Güven, aramadan önce eve kontrol amacıyla çıkıldığını ancak kendisinin bahçedeki köpekten korktuğu için yukarı çıkmadığını, arama sırasında görev yaptığını, Süer'in yattığı baza tarzı bir yere baktığını anlattı.
Laptopuna ve hard diske el konulduğunu belirten Güven, bu sırada hatırladığı kadarıyla Marmaris'ten aramaya katılan polislerin “burada bir şeyler var” dediğini ve buzdolabının arkasından hard disklerin çıktığını söyledi.
Mahkeme Başkanı Orhan Kızıltaş’ın, arama sırasında kaç kamera kullanıldığı, eldiven kullanıp kullanmadıkları, buzdolabının arkasındaki hard diskleri görüp görmediği şeklindeki sorularına Güven, “Kamera ve eldiven kullanılma konusunu hatırlamıyorum. Buzdolabının arkasındaki aşırı kirliliğe bakarsanız hard disklerin üzerinde o kirlilik yoktu. Hard disklerin üzerindeki kirlilikten bir hafta ya da birkaç gün önce konulduğu belliydi" karşılığını verdi.

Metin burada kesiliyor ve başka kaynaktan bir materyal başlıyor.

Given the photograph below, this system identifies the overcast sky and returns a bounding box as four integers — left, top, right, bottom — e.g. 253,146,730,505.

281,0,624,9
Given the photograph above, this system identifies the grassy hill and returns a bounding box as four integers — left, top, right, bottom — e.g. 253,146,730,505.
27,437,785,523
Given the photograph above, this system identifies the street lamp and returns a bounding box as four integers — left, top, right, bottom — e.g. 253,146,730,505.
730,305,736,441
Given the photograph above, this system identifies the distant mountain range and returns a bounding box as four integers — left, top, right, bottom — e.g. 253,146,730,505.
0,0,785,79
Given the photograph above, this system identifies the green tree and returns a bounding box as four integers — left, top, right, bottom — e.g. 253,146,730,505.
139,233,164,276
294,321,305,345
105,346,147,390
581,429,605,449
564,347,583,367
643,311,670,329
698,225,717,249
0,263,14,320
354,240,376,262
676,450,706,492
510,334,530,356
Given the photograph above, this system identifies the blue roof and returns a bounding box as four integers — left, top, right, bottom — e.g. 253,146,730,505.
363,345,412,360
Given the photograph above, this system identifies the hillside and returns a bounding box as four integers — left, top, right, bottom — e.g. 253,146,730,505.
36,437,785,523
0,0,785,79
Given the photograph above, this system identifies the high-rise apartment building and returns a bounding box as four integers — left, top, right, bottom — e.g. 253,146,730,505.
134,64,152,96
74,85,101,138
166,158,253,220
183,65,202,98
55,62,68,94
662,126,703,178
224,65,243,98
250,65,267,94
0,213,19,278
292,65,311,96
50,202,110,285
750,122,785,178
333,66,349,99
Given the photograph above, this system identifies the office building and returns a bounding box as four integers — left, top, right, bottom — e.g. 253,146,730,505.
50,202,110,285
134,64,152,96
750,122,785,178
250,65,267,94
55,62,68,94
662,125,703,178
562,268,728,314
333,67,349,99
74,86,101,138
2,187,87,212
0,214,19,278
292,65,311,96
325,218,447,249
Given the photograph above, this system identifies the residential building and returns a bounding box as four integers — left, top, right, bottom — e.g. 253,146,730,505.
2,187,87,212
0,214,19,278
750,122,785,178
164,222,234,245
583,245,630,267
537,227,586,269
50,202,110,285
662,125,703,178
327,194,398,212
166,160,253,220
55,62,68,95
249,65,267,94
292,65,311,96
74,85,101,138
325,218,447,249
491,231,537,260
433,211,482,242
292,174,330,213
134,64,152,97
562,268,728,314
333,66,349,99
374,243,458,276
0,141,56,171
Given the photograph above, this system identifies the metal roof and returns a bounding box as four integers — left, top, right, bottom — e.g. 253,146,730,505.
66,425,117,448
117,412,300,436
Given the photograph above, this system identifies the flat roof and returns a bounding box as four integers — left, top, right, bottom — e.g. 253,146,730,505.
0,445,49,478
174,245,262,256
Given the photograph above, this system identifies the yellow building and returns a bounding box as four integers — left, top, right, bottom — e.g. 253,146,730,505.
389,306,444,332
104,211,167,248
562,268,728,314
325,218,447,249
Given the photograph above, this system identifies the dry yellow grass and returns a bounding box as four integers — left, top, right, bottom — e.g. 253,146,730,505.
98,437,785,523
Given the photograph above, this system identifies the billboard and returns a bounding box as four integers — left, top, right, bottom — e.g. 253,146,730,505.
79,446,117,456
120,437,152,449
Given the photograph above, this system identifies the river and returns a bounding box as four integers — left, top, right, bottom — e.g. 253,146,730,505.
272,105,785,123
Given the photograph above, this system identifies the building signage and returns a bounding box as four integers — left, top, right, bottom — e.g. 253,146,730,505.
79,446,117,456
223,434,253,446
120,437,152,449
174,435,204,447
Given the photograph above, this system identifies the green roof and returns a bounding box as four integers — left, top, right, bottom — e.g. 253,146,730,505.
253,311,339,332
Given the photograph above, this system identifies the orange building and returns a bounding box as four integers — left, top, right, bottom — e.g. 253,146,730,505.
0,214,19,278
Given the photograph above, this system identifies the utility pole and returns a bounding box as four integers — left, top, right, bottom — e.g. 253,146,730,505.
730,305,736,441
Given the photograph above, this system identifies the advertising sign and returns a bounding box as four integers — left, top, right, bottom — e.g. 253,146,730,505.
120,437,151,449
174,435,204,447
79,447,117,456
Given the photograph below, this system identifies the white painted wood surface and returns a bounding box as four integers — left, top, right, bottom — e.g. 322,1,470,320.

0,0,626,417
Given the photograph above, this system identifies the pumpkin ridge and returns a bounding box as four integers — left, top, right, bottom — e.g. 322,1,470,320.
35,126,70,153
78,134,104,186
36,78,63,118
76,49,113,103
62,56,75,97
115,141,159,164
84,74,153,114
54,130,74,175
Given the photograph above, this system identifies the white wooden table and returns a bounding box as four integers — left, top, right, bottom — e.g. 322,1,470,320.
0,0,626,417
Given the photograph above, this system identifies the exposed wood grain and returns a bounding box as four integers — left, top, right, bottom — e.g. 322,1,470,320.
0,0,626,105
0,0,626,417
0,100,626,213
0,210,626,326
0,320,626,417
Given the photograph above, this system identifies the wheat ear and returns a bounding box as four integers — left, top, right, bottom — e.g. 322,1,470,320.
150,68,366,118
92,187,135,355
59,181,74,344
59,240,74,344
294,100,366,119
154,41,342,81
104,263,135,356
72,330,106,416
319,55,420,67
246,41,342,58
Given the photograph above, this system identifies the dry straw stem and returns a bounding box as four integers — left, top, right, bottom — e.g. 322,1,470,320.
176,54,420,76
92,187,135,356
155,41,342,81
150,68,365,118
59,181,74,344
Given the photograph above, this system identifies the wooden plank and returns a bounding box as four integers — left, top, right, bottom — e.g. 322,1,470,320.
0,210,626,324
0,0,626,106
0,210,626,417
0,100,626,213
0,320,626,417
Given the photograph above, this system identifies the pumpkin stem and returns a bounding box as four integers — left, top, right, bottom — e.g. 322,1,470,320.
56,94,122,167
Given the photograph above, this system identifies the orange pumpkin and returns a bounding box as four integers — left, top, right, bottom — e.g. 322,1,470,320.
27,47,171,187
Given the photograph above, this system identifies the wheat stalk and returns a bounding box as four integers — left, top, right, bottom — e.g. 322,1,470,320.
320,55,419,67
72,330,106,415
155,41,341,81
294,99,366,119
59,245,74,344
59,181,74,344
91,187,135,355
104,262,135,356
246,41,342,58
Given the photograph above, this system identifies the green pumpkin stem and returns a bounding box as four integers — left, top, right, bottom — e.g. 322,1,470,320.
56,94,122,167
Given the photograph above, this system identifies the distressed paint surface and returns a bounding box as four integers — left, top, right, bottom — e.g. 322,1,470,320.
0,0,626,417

Hard diskler bulunduğu sırada Onur Süer'in tam yanında olduğunu aktaran Güven, Süer’in “Onlar ne, abi beni yaktılar” şeklinde ciddi bir tepki gösterdiğini ifade etti.
Cüneyt Güven, soru üzerine, ele geçirilen hard disklerin olay yerinde imajlarının alınmadığını belirtti.
Mahkeme Başkanı Orhan Kızıltaş, daha önce mahkemede ifade veren polis memuru Adem Demir'in amirlerinin kendilerine “Özellikle buzdolabı arkasına bakın” sözlerini hatırlatarak. “Size özellikle size şuraya bakın dendi mi?” diye sordu. Güven, aramayla ilgili ekstra bir şey söylenmediğini, böyle bir talimatın olmadığını, bahsettiğiniz konudan haberinin olmadığını söyledi.
Sanık avukatlarından Nevzat Güleşen, dönemin Kaçakçılık ve Organize Suçlarla Mücadele Şube Müdürü Mehmet Ali Şevik ve eski İstihbarat Şube Müdürü Sabri Uzun'un da mahkemede tanık olarak dinlenilmesi talebinde bulundu.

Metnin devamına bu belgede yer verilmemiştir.